Jim Paulsen on 2015 (ii)

To recap:  yesterday I wrote about the latest investment newsletter from Jim Paulsen, a strategist at Wells Fargo.  In it he talks about a belief held widely (including, up until now, by me)–that the Fed’s program of raising interest rates from the current emergency-lows up to normal will be bad for bonds but have little impact on stocks.

How can stocks fare well as rates rise?

…because in past instances of post-recession rate increases, the negative effects of higher rates have turned out to be at least offset by the positive influence of stronger corporate earnings.  Hence, stocks go sideways to up.

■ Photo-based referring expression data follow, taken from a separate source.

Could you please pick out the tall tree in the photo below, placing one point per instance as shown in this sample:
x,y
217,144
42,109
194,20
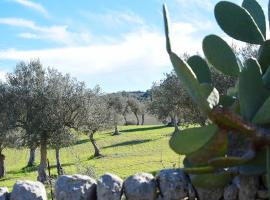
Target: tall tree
x,y
178,107
116,105
135,107
9,134
47,104
94,116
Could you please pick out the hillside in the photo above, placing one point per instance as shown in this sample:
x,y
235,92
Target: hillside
x,y
138,148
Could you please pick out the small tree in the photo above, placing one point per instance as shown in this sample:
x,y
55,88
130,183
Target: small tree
x,y
94,116
169,99
47,103
116,106
135,107
9,134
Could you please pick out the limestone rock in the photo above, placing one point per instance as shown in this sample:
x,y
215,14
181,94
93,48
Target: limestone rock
x,y
109,187
231,192
141,186
76,187
248,187
215,194
173,184
30,190
3,193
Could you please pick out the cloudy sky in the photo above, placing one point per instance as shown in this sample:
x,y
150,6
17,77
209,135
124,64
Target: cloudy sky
x,y
118,44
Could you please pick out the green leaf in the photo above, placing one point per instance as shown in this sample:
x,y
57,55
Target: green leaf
x,y
226,101
264,58
269,17
190,82
215,147
200,68
256,166
266,78
256,11
210,94
268,168
263,114
167,30
225,162
190,140
252,94
220,55
238,23
199,170
211,181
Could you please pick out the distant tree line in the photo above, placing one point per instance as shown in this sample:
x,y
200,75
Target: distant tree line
x,y
43,108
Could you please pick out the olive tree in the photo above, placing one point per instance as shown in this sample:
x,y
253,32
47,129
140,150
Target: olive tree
x,y
9,133
116,106
169,99
47,104
135,107
94,116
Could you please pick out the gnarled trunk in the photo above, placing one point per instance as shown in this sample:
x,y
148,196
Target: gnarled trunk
x,y
142,123
2,165
137,118
93,141
42,175
60,170
174,123
116,132
125,119
32,155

Why is this time different?

Past tightening episodes have generally followed relatively mild recessions.  Tightening has come, say, a year after the bottom in economic activity, when the economic bounceback from the downturn is in full force.  Today, however, we’re more than five years past the recessionary low point.  Deferred demand has long since been satisfied.  So we can’t expect the same oomph from earnings comparisons that we’ve gotten in the past.  In fact, in Paulsen’s view, stocks are most likely to go down next year as Fed tightening begins.

Mr. Paulsen is smart, experienced–and has been right about stocks for at least the past five years.  So he’s someone whose opinion we have to take seriously.  He;s also a bull making a bearish statement.  For that reason alone, it’s worth consideration.

Another point in Paulsen’s favor:  the rest of the world seems not able to provide much support for S&P 500 earnings next year.  If anything, non-US businesses will be a drag on profit growth.

How might Paulsen be wrong?

I can think of three ways:

1.  It’s hard to predict the Fed’s tactics in raising rates.  The agency’s current plan is to start raising short-term rates sometime in the Spring and boost them by 0.25% every month or so, to arrive at around 1.50% by yearend.  However, if this timetable makes the stock market start to unravel, it’s conceivable–likely, in my view–the Fed will slow the pace, or even stop until stocks stabilize.  The disastrous moves by the Japanese government in the 1990s to prematurely return to normal–and the consequent lost quarter-century of economic growth–appear to be very fresh in the Fed’s mind.

2.  The Fed has been highly vocal for a long time about its plans.  They come as no surprise.  It’s possible, therefore, that investors have already made some adjustments in their thinking, and in their portfolios.  If so, the rate rise won’t be as harmful to financial markets as might be.

3.  (or maybe 2a, or both)  For investors not willing to hold highly illiquid investments in large amounts (that is, for almost all of us) the investment choice is among stocks, bonds and cash.  The return on cash will be negligible for a considerable time.  So the practical choice is between stocks and bonds.  Two points:

–the 30-year Treasury currently yields 3%.  An earnings yield on stocks of 3% translates (in the way Wall Street has generally worked since the 1980s) into a 33.3x price earnings multiple.  The S&P 500 is currently trading nowher close to that level, however.  It’s at less than 20x earnings.  20x earnings is the equivalent of a 5% yield on the 30-year Treasury.

I take this to mean the markets are already factoring into today’s stock prices a considerable rise in fixed income yields.  This doesn’t mean stocks won’t decline as rates start to rise.  But I think it does mean that part of this is already in prices and that the downside to stocks could be limited.

–we’re already beginning to see European bond managers buying US bonds.  They see: safe haven, higher current yields and rising currency (in euro terms) as offsets to possible losses from rising rates.  As rates begin to move higher, this trend may accelerate, bringing a higher dollar and a subdued effect on long-term bonds from rising short-term rates.  If long-term rates don’t rise less than expected, the effect on stocks should be positive.

what I’m doing

The rising currency scenario isn’t an unadulterated plus for the US.  Currency rises act in much the same way as interest rate increases do.  They lower economic activity.  Of particular concern to stock market investors, a dollar rise against the euro will lower the dollar-denominated results for S&P companies with European exposure.  That’s about a quarter of the S&P’s earnings total.

I don’t think we have to decide right away how stocks and bonds will play out next year.  But we do have to continue to assess possible outcomes and mull over what we want to do as new news makes one or another outcome seem more likely.